Pfizer DMD drug update : US pharma giant Pfizer will scrap a couple of ongoing clinical trials evaluating its humanized monoclonal antibody domagrozumab (PF-06252616) for the treatment of Duchenne muscular dystrophy (DMD) owing to negative results.
The two trials of the Pfizer DMD drug are B5161002 – a phase 2 safety and efficacy study and B5161004 – an open-label extension study.
In the B5161002 trial, the Pfizer DMD drug domagrozumab was administered in monthly IV doses, in 121 boys with DMD, aged between 6 and 15 years, irrespective of underlying mutation.

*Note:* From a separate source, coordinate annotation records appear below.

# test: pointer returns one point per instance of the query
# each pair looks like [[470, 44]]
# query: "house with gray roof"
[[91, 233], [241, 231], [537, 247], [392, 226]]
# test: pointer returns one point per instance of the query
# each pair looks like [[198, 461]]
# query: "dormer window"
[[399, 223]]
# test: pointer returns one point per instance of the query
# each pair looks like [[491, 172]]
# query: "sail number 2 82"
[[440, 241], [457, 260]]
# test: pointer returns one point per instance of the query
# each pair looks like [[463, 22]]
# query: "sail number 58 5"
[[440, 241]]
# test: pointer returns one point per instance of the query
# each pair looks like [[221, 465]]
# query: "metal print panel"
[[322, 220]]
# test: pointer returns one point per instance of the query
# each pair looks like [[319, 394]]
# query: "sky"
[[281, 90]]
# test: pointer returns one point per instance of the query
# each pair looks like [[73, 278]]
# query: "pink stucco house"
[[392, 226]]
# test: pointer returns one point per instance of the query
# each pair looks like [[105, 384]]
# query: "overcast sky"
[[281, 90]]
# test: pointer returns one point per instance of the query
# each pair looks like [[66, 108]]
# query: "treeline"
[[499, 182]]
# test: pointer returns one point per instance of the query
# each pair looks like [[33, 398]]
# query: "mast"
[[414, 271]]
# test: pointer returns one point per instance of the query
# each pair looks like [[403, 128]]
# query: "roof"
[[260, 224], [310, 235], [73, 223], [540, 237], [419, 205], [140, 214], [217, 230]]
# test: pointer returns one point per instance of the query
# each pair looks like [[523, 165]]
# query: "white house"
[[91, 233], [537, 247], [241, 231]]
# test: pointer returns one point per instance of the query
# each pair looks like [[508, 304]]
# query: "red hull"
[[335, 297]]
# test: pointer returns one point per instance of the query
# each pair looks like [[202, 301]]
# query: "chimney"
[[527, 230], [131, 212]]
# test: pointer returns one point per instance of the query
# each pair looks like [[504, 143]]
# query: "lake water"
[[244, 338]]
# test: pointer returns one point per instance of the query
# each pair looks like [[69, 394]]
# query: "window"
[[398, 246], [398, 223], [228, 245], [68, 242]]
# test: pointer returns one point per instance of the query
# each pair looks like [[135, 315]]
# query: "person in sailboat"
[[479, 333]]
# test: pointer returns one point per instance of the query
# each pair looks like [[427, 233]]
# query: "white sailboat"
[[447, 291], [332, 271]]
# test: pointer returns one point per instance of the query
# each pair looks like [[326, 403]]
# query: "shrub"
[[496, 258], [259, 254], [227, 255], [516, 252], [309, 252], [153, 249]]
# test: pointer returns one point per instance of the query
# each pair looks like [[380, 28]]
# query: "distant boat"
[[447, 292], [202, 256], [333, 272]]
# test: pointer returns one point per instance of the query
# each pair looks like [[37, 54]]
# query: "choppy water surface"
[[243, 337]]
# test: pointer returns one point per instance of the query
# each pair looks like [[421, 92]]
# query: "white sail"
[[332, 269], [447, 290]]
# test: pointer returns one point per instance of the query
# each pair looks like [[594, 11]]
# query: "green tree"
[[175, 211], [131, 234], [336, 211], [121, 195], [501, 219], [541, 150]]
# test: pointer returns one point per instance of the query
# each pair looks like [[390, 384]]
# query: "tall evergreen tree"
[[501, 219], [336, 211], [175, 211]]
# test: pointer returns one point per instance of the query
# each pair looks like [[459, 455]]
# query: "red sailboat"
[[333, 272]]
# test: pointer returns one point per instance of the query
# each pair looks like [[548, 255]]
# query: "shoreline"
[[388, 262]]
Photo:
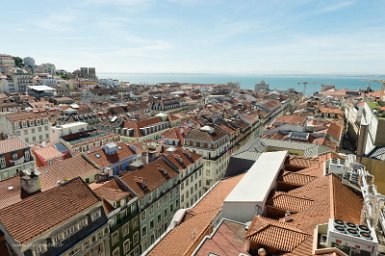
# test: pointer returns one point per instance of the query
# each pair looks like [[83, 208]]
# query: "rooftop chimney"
[[30, 181]]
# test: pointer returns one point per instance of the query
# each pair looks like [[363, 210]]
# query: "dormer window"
[[2, 162], [39, 248], [27, 155], [96, 215], [14, 156]]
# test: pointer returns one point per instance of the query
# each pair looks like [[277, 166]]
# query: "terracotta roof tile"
[[65, 170], [180, 241], [29, 218], [113, 191], [104, 160], [47, 153], [11, 144], [149, 177], [275, 234], [227, 240]]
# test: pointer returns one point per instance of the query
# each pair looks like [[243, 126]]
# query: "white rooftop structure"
[[71, 125], [249, 197], [41, 88]]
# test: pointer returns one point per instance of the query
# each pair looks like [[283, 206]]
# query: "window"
[[2, 162], [116, 252], [133, 207], [142, 216], [126, 246], [83, 223], [151, 209], [125, 229], [151, 224], [96, 215], [39, 248], [122, 214], [136, 238], [135, 223], [115, 237]]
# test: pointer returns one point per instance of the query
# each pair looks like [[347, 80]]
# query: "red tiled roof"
[[105, 160], [48, 153], [65, 170], [112, 190], [227, 240], [317, 199], [182, 158], [11, 144], [275, 234], [148, 177], [179, 241], [291, 119], [197, 134], [39, 213], [10, 191], [137, 124]]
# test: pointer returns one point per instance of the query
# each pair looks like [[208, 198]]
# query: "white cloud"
[[57, 22]]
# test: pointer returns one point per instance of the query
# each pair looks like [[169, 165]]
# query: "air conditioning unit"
[[352, 238]]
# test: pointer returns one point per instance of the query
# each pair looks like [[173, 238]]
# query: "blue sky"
[[190, 36]]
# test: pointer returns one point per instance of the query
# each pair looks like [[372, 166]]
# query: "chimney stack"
[[30, 181]]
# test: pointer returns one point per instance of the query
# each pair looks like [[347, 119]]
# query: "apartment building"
[[7, 60], [15, 156], [212, 143], [190, 168], [59, 131], [122, 217], [22, 80], [371, 128], [33, 128], [76, 227], [142, 130], [156, 185], [83, 141], [165, 104], [113, 156]]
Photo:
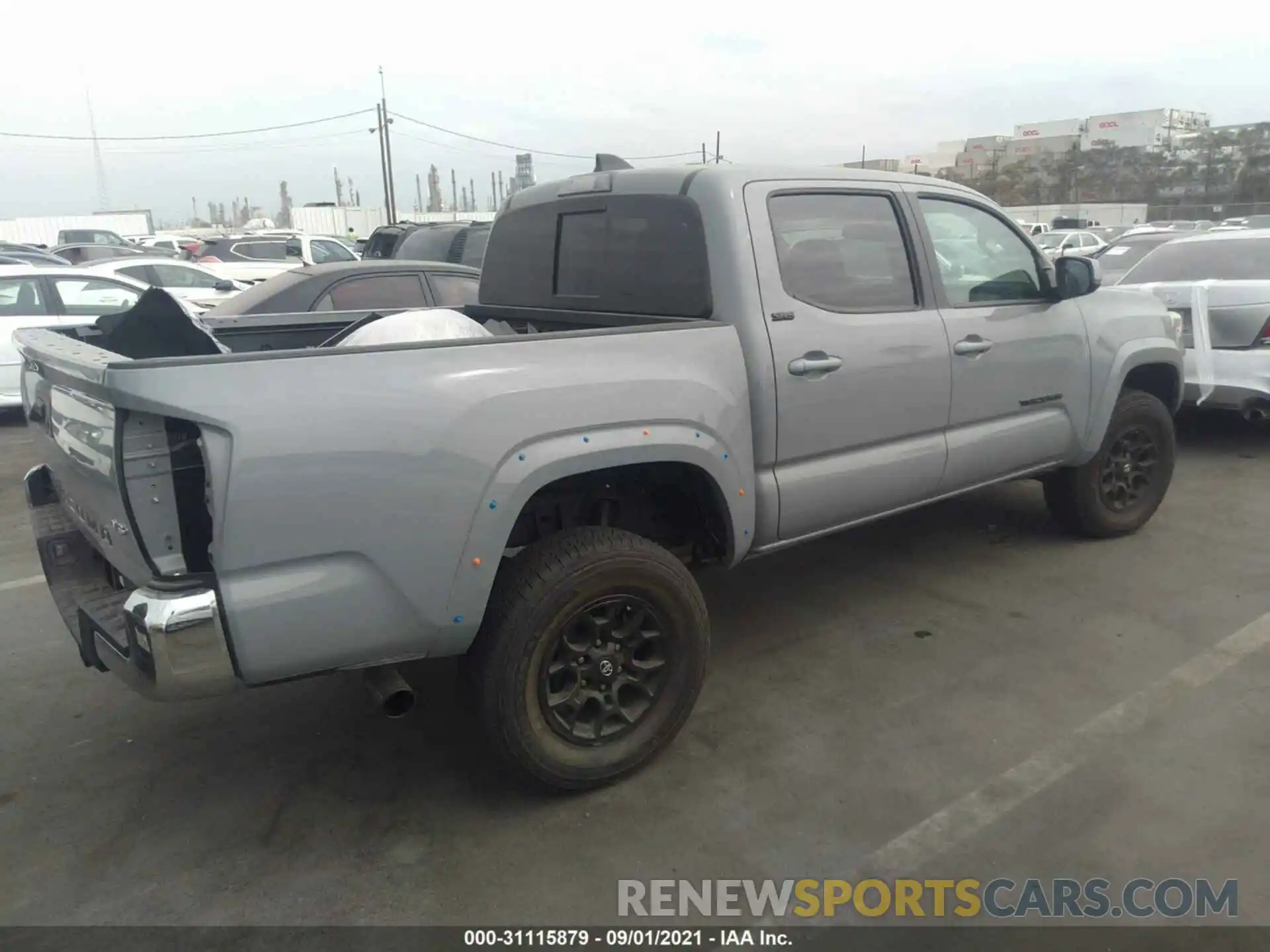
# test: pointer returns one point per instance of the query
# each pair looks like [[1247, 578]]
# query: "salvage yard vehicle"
[[38, 295], [1231, 270], [698, 367], [1068, 243], [259, 255], [1119, 257], [182, 280]]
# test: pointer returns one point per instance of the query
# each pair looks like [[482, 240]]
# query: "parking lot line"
[[964, 818], [21, 583]]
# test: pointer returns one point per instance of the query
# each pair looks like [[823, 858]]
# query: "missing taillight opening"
[[190, 484]]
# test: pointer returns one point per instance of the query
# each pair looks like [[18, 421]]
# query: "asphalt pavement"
[[958, 692]]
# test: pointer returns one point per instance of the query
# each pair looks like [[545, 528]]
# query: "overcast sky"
[[786, 81]]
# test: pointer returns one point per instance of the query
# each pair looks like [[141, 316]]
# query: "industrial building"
[[1146, 128], [1023, 149], [1049, 130]]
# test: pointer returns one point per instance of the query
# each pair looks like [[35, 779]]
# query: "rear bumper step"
[[167, 645]]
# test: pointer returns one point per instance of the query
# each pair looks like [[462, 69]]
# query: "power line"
[[60, 150], [197, 135], [525, 149]]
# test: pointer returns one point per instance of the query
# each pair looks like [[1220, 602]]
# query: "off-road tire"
[[1074, 494], [538, 593]]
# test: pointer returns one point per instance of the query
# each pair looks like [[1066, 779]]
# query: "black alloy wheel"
[[605, 670], [1127, 469]]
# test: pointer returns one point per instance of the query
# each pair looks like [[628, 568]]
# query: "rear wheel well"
[[677, 506], [1160, 380]]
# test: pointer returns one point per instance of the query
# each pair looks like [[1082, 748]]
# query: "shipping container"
[[986, 143], [44, 231], [337, 220], [1048, 130], [929, 163], [1104, 214]]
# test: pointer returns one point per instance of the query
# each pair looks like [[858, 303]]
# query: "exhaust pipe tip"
[[390, 692]]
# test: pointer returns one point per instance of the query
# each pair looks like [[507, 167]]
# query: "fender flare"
[[1133, 353], [532, 465]]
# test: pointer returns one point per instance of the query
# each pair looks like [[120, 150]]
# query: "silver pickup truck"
[[695, 366]]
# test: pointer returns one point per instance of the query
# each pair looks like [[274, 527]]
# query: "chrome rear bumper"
[[168, 645]]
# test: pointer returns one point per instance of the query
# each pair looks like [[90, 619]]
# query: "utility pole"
[[103, 201], [384, 164], [388, 149]]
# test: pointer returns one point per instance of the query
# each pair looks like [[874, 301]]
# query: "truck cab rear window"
[[624, 254]]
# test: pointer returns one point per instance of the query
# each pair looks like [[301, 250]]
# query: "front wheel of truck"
[[591, 655], [1121, 488]]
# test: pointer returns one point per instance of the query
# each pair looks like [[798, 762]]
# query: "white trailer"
[[44, 231]]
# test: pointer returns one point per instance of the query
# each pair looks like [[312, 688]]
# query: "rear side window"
[[261, 251], [21, 298], [139, 272], [842, 253], [474, 249], [327, 252], [1205, 259], [381, 243], [455, 290], [374, 292], [92, 298], [626, 254]]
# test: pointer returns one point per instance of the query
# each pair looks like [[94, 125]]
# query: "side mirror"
[[1076, 277]]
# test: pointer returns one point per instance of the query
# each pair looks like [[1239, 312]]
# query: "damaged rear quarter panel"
[[351, 489]]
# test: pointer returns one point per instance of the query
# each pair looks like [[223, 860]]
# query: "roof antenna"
[[610, 163]]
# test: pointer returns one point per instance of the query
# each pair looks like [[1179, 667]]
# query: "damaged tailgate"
[[121, 524]]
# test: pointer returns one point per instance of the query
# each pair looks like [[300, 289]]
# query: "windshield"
[[1052, 239], [1230, 259]]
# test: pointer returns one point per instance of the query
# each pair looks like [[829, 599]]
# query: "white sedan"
[[42, 296], [182, 280], [1068, 243]]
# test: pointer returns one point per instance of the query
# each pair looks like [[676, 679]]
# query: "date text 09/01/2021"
[[626, 938]]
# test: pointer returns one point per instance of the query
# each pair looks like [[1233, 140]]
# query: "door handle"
[[814, 364], [972, 346]]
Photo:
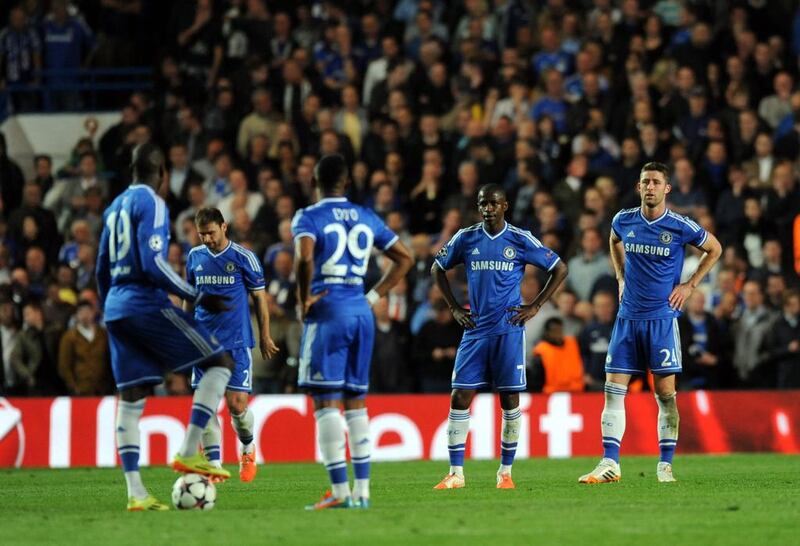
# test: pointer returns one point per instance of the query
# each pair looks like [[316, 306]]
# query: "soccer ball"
[[193, 492]]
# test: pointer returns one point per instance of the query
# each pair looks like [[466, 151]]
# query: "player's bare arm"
[[617, 251], [400, 256], [713, 251], [461, 315], [526, 312], [304, 270], [265, 342]]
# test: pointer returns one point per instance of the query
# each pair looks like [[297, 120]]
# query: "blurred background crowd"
[[561, 102]]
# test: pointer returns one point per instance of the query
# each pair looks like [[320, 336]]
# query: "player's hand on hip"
[[268, 348], [463, 317], [523, 313], [213, 303], [312, 299], [679, 295]]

Designed to be a two-year trial with the primary analysis to be released after one year, B5161002 failed to meet its primary efficacy endpoint, which was defined to be a difference in the mePfizeran change from baseline in 4 Stair Climb (in seconds).
This was measured after one year of treatment with domagrozumab in comparison to placebo in Duchenne muscular dystrophy patients.
Pfizer said that further assessment of the totality of evidence including secondary endpoints did not back a significant treatment effect of its DMD drug.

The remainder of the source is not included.